My experience working at Spectrum Industries that summer in 1970 made me aware of the possibilities of earning a living in commercial art, which might provide me with a living, and give me the ability to create fine art in any extra free time I could manage. Soon after, I learned to create engineering drawings for aeronautics companies, I learned how to be a professional sign painter, I became a commercial artist, an illustrator and a graphic designer. In the remaining hours I drew, drew and drew, and I painted, painted and painted. I never stopped, and my inventory of fine art works grew.
I have provided this background to explain why the images on this site are categorized and organized as they are. My working life in art is and has been about visual communication, which applies to both my fine arts as well as my commercial works. On my journey, I found the means and a way to hold onto and maintain my dream of being an artist, and I have done it on my own. I mention this only to encourage others who might wish to follow down the path I chose. No doubt, it is a long, tough and egregious journey; nevertheless, I have proven, it can be done if you desire to achieve it. The key for it to have happened for me was to understand just how fine art relates to commercial art. So what's the link? They each share the same purpose. But exactly what is that purpose? It is to “communicate”. I believe that if an artist turns his or her nose away from commercial work for political reasons, such as the distaste of capitalism and monetary compensation, or other such as irrationalities, an artist will do himself an enormous disservice, while stunting his creative growth and future success. Sadly, higher education encourages art students to look down on making art for a living.
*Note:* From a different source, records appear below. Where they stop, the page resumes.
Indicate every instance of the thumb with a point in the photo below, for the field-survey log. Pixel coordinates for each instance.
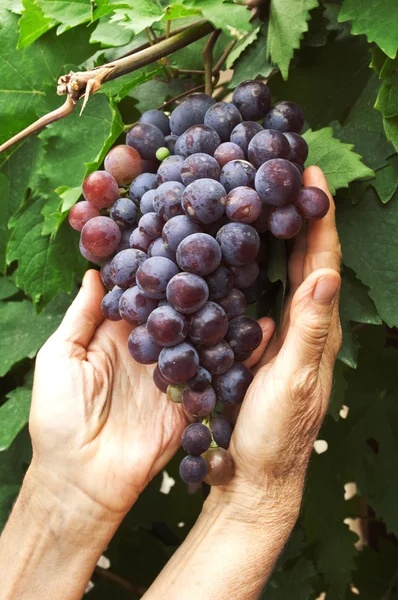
(311, 316)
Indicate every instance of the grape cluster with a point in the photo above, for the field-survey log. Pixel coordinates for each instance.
(183, 247)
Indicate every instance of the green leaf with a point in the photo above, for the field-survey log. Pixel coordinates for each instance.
(326, 93)
(386, 181)
(368, 233)
(376, 19)
(337, 160)
(45, 265)
(14, 415)
(70, 13)
(287, 23)
(252, 62)
(7, 288)
(15, 175)
(28, 77)
(355, 307)
(24, 331)
(32, 24)
(363, 128)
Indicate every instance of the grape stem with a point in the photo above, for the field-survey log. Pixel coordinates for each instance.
(86, 83)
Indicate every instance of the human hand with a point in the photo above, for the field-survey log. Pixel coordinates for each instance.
(285, 405)
(98, 423)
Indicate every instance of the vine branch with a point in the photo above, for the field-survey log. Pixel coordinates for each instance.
(86, 83)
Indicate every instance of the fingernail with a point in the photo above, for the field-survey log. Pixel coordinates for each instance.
(326, 289)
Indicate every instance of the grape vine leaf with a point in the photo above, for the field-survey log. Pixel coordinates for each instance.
(373, 257)
(363, 127)
(15, 175)
(287, 24)
(252, 62)
(14, 415)
(71, 13)
(374, 18)
(32, 24)
(24, 331)
(355, 307)
(337, 160)
(386, 181)
(28, 76)
(46, 265)
(7, 288)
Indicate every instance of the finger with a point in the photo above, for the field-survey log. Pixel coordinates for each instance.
(323, 247)
(311, 316)
(84, 315)
(268, 327)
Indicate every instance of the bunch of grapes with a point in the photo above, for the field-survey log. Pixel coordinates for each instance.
(183, 247)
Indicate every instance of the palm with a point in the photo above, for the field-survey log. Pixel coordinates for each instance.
(120, 427)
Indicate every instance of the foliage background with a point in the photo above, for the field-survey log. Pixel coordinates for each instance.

Too many encourage the “starving artist” approach; in other words, be an honorable loser, stay pure and poor! However, art giants such as Pablo Picasso did not see it that way, and found no honor, nor dignity in turning down the millions for his works. Nor did his marketer approach discourage fine art professors from bringing their classes to metropolitan art museums all over the world to see and pay homage his esteemed works!
I for one, have always believed that too much politics destroys the creative process. Is it required after all, that an honest artist destroys and dismantles certain topics and subjects in order for his viewers to respect him and his works? These are fine lines to consider in the making of art. Still, there are countless ways to reveal and communicate in art, and the very best, most sophisticated methods of telling a story on canvas seem to be executed in calculated nuances and details of powerful expression. After all, do not the best works of art leave a detail or two for the viewer to discover, such as “what does her smile mean?”